« Lorsqu’un homme décide d’entreprendre quelque chose, il doit s’y engager jusqu’au bout, mais il doit avoir la pleine responsabilité de ce qu’il fait. Peu importe ce qu’il fait, il doit en tout premier lieu savoir pourquoi il le fait, et ensuite il lui faut accomplir ce que cela suppose sans jamais avoir le moindre doute, sans le moindre remords. »
Il me dévisageait. Je ne savais que dire. Enfin j’avançai une opinion, plutôt une protestation.
« C’est impossible, absolument impossible. »

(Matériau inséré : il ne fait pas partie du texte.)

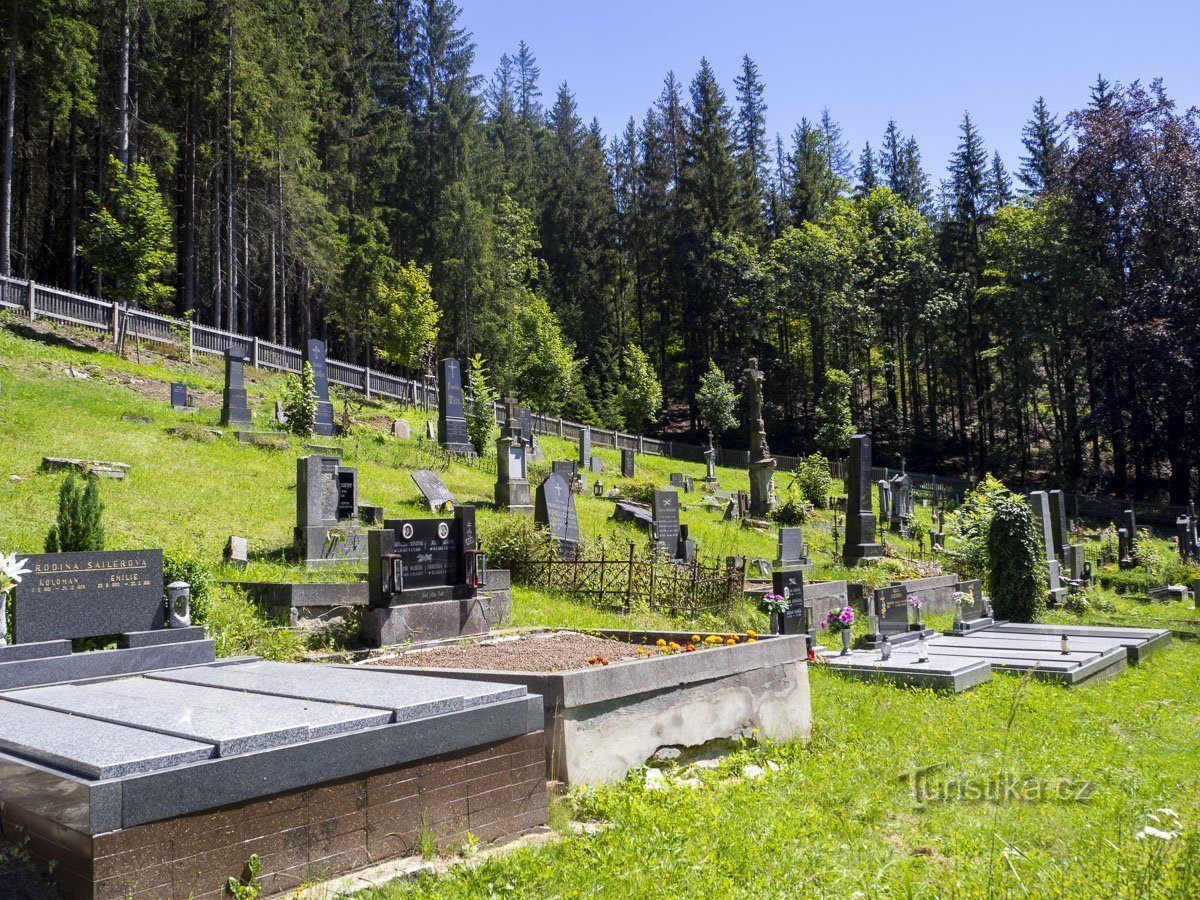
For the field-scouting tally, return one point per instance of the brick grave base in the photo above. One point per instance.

Il voulut savoir pourquoi. Je répondis qu’idéalement c’était peut-être ce que tout homme pensait faire, mais qu’en pratique aucun moyen ne permettait d’éviter les doutes et les remords.
« Bien sûr qu’il en existe un, rétorqua-t-il avec cette conviction qui lui était particulière.
« Considère mon cas personnel, je n’éprouve ni doutes ni remords. Tout ce que j’accomplis, je le décide et j’en prends l’entière responsabilité. La plus simple des choses que j’entreprends, par exemple t’emmener pour une marche dans le désert, peut parfaitement signifier ma mort. La mort me traque.
Par conséquent je n’ai ni le temps du doute ni celui du remords. Si je dois mourir parce que je t’ai conduit dans le désert, alors que je meure. Toi, à l’opposé, tu as l’impression d’être immortel, et les décisions d’un immortel peuvent s’annuler, être regrettées, faire l’objet du doute, Mon ami, dans un monde où la mort est un chasseur il n’y a de temps ni pour regret ni pour doute. Il y a seulement le temps de décider. »
En toute sincérité, je déclarai qu’à mon avis tout cela constituait un monde irréel puisqu’il n’existait qu’arbitrairement lorsqu’on adoptait une conduite idéale, tout en proclamant qu’il s’agissait de la seule direction à suivre.